This study addresses the limitations of existing machine learning–based intrusion detection systems for the Routing Protocol for Low-Power and Lossy Networks (RPL), which rely solely on routing-layer features and thus fail to comprehensively characterize network behavior. To overcome this constraint, the work proposes a novel approach that integrates transmitter/receiver (TX/RX) wireless radio frequency characteristics with standard routing-layer metrics, forming a unified feature set for an LSTM-based joint detection model. By incorporating physical-layer information alongside network-layer data, the method substantially enhances detection accuracy for sophisticated attacks such as DIS-Flooding, Local Repair, and Worst Parent. Notably, the detection performance for Worst Parent attacks improves most significantly, achieving up to a 4% increase in F1-score across various network scales.

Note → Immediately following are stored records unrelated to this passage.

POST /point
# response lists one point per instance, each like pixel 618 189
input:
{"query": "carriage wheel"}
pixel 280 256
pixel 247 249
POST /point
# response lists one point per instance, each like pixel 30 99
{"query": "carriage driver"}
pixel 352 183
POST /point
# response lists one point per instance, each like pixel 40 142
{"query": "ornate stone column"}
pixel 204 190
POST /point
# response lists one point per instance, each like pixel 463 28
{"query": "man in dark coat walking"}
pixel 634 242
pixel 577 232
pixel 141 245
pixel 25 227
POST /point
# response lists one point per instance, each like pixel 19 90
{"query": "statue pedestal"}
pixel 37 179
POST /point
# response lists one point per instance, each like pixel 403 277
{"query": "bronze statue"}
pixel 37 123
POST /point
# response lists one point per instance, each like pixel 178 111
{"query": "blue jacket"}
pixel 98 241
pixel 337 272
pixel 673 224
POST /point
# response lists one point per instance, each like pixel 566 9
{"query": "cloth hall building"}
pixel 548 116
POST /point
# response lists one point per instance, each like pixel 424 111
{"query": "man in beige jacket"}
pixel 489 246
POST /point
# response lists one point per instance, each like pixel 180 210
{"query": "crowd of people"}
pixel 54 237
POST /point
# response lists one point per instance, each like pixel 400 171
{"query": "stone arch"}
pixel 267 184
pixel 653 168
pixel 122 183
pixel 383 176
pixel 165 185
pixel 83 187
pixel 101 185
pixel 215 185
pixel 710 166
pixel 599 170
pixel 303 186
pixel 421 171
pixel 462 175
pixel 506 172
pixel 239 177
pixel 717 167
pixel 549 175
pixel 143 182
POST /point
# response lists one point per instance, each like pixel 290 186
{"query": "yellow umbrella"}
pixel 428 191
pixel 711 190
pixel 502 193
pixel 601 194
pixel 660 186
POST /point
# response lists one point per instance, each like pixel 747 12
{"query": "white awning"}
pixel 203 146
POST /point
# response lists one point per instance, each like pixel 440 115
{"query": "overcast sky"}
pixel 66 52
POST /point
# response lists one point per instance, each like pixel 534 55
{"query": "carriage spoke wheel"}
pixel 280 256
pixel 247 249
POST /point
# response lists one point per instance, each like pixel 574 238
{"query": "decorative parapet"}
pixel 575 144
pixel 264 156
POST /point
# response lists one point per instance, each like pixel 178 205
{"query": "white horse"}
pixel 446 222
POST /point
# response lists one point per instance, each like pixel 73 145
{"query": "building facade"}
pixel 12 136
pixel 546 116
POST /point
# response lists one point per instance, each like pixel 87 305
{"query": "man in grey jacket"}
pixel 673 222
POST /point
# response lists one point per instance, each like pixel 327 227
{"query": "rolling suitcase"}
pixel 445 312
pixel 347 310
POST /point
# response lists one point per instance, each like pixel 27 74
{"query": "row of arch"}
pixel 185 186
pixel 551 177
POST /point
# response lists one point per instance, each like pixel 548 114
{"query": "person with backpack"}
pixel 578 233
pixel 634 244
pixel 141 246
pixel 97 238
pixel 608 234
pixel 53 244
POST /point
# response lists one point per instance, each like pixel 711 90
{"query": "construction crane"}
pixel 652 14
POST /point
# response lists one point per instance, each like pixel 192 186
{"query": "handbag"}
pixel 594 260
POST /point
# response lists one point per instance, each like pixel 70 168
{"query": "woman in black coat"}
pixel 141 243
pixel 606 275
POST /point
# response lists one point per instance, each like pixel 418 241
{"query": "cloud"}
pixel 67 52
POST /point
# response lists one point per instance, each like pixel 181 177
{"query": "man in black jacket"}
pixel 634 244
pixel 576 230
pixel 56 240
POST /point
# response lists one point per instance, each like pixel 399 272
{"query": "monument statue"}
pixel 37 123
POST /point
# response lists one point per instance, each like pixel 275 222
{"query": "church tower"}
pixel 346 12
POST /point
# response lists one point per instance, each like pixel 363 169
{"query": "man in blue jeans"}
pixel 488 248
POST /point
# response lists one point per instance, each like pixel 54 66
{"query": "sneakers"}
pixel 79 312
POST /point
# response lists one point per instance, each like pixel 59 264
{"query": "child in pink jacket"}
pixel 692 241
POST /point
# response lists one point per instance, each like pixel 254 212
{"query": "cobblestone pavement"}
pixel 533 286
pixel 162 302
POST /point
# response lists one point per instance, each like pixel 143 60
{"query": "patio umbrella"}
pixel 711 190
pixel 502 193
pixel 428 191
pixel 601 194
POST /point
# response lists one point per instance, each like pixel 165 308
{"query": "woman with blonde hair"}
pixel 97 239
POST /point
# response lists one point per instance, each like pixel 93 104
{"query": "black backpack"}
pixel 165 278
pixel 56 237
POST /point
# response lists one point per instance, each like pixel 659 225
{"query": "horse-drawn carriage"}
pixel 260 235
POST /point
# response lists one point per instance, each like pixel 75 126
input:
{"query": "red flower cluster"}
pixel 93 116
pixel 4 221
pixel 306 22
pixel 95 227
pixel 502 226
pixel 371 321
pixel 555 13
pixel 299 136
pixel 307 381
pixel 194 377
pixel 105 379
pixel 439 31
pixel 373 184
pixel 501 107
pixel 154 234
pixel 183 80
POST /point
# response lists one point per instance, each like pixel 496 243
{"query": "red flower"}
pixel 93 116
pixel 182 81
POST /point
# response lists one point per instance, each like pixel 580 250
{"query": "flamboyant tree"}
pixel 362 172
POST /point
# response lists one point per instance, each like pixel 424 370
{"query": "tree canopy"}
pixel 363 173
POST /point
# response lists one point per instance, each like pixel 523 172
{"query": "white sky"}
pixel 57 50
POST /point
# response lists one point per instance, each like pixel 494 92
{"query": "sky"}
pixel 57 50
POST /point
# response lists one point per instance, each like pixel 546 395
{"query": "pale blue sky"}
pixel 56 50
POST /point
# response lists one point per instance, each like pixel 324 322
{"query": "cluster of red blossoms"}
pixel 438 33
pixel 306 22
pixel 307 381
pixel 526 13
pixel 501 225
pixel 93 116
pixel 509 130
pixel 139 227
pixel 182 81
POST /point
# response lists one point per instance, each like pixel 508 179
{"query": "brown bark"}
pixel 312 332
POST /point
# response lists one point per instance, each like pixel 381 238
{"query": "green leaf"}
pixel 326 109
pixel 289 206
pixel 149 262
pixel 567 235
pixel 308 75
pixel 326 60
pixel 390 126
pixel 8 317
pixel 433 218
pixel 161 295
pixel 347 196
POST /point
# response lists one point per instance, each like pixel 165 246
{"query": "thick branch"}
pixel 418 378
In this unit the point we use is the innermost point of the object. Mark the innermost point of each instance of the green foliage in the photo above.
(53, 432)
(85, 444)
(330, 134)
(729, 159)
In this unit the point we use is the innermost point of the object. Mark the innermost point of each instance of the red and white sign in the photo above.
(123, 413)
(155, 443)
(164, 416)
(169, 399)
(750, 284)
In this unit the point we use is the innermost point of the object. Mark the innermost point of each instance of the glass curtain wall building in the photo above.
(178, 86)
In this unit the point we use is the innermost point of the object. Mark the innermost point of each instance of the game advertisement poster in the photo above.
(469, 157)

Machine learning-based intrusion detection systems (IDS) for RPL-based IoT networks often rely solely on routing layer features, which provide only a partial view of network behaviour. In this work, we investigate whether incorporating Transmit (TX) and Receive (RX) radio features alongside the standard RPL feature set can improve detection performance in an LSTM-based IDS. We evaluate the proposed approach across three different attack types, namely DIS-Flooding, Local Repair, and Worst Parent under varying network sizes. The results show that incorporating TX and RX improves the IDS's overall detection performance by up to ~4% in F1-score compared with using routing-layer features alone, with the most notable gain observed for the Worst Parent attack.